By Vania Andre
Members of the Haitian Diaspora wrote an open letter to the Haitian government, where they urged for a transparent and effective electoral process. The letter, which was published on the Haitian Caribbean News Network (HCNN) on Tuesday, called for Haitian leaders to “rethink the intransigent positions that they have held” and contemplate the type of Haiti they want, putting forth “workable alternatives to the pattern of confrontation” that has characterized the country’s recent political turmoil.
“We urge our leaders to establish a viable and constitutional mechanism for achieving a peaceful and consensual solution to the problems that separate them,” the letter said. “In particular, we compel them to set aside their differences and together design a workable, efficient and transparent electoral process.”
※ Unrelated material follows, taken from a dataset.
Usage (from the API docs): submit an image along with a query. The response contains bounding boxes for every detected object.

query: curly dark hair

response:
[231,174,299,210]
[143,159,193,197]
The letter comes on the heels of recent political protests against President Michel Martelly. Critics of the Martelly / Lamothe administration have organized several demonstrations, calling for the resignation of President Martelly and Prime Minister Laurent Lamothe over their failure to hold long-overdue elections. Last Friday, roughly 3,000 protesters assembled in Haiti’s capital to demand the president’s and prime minister’s departure. The demonstration became violent after police fired tear gas at protesters burning tires and throwing rocks.
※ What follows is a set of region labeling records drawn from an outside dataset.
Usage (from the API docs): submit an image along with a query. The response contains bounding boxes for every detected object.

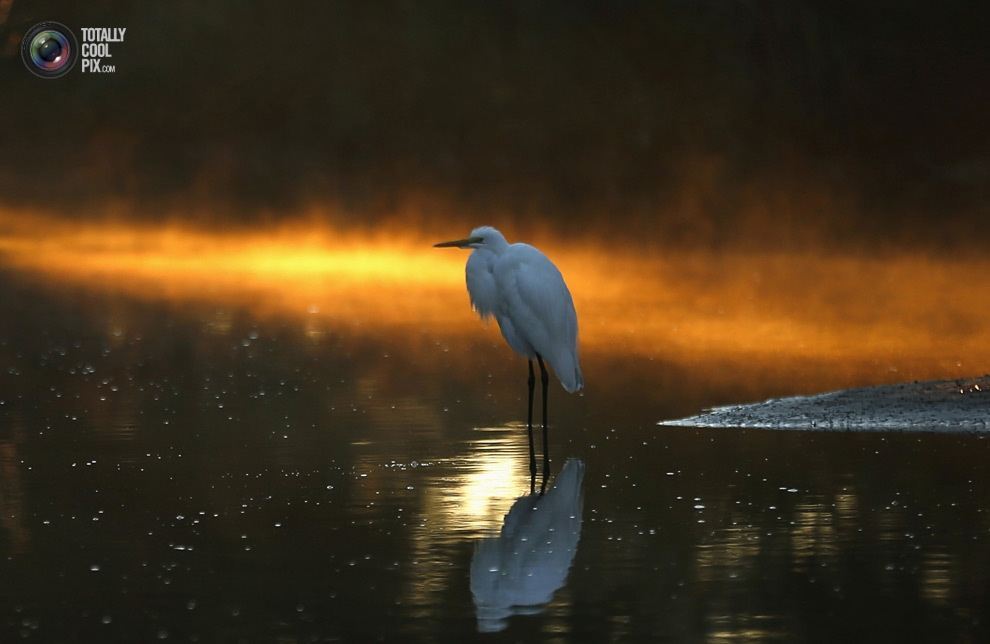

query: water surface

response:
[0,274,990,642]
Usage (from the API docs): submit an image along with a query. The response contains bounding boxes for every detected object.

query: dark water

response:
[0,281,990,642]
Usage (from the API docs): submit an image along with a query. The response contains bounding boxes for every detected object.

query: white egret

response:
[434,226,584,485]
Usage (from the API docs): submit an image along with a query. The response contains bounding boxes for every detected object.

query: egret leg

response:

Elections were to be called in 2011, however, have been postponed several times as a stalemate between the government and a group of opposition senators continues. The senators are blocking a necessary approval of amendments to the existing electoral law, which is a prerequisite to calling elections.
“I cannot understand that senators, who have the responsibility to pass the electoral law, have categorically refused to do their job, but instead take to the streets to call for elections,” Kedlaire Augustin, a spokesman for the prime minister’s office, said to HCNN.
“You know that the election cannot be held without the law,” he said. “I believe all they really want is chaos, instability and a complete upheaval of everything that has been done.”
The letter was signed “Concerned Citizens of Haiti Living Abroad” and included signatures from notable Haitian Americans such as, Dr. Smith Joseph, North Miami mayor, Dr. Rudolph Moise and Daniel Fils-Aime, chairman of the Haitian American Historical Society. In all 27 people signed the letter, with the majority of the signatures from Florida-based Diaspora members.
“We all seek to build modern, stable, and above all a democratic Haiti so let’s take this opportunity to make sure that the politics of old does not surface again to destroy our future,” the collective of Haitians living abroad wrote.